Where financial planning is concerned, the AMP analysis is equally compelling suggesting that a combined AMP/AXA would account for 17 per cent of the market, compared to 10 per cent for NAB/MLC/Aviva, 12 per cent for ANZ/ING, and 7 per cent for Commonwealth/Colonial.
In all likelihood the ACCC will not be greatly moved by this data in circumstances where it regards AMP as a non-bank player and where the combined market share of the banks is significant and where it can be argued that adequate competitive pressures will remain.
However, what the AMP analysis also reveals is the degree to which the ANZ remains the smallest bank player in the wealth management and superannuation space and the degree to which IOOF will need to continue to develop scale in a planning, platforms and superannuation environment dominated by the big banks and AMP.
In circumstances where the ACCC’s decision to veto NAB’s bid for AXA AP means the rules of the mating ritual have changed, it is probably wise to look at the statements issued by AMP’s senior executives when they felt their company had been cuckolded.
Back in April, AMP chief executive, Craig Dunn, welcomed the earlier positive findings of the ACCC to the AMP bid.
“After a thorough and detailed review of the complex competition issues involved in the two proposals put before it, the ACCC has determined that competition would be best served by AMP’s proposal,” Dunn said.

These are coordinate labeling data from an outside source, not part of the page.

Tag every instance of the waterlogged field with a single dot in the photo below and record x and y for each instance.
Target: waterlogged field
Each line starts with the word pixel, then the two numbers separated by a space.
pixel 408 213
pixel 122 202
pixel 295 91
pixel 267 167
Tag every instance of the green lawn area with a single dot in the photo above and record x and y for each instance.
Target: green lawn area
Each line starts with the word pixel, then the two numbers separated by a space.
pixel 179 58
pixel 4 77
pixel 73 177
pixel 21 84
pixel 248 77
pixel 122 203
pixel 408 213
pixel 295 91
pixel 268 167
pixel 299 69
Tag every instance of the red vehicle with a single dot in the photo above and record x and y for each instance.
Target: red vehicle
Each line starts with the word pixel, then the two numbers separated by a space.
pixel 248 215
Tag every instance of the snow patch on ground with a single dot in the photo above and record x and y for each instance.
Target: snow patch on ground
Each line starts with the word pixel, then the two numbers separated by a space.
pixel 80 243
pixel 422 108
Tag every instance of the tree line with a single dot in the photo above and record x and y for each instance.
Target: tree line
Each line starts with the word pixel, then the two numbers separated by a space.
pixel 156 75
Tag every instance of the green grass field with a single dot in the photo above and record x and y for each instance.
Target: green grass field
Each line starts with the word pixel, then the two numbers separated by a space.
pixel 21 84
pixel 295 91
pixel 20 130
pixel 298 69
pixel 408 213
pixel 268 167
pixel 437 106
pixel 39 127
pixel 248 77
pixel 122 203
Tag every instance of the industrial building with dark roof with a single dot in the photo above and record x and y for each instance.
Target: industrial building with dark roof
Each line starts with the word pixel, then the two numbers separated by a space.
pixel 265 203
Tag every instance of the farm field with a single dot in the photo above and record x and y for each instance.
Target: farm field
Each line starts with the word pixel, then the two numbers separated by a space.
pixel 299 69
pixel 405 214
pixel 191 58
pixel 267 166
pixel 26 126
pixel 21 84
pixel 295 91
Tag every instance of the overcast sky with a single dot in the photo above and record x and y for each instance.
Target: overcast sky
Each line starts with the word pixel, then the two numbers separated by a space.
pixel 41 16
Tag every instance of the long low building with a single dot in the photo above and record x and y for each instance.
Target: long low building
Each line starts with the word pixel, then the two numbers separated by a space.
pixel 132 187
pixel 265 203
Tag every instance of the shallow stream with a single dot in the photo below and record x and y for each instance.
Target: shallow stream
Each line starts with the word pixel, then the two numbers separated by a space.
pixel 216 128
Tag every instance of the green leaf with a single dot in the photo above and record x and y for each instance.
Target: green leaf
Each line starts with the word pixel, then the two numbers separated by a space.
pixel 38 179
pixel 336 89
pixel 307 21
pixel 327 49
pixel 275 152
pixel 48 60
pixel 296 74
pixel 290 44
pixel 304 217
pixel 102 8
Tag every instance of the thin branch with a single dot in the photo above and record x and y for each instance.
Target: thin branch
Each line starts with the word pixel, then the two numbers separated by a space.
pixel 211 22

“A merger of AMP and AXA AP’s Australian and NZ operations would see the creation of a fifth pillar in the critically important financial services sector,” he said.
“We have always believed that a combined AMP-AXA AP group would provide an even stronger, non-bank competitor in financial services that Australian consumers deserve,” Dunn said.
“AMP continues to believe it can put forward a proposal that is financially disciplined and will create value for its shareholders, and which the independent directors of AXA AP will be able to recommend to their minority shareholders,” he said.
The dance continues but the music must soon come to an end.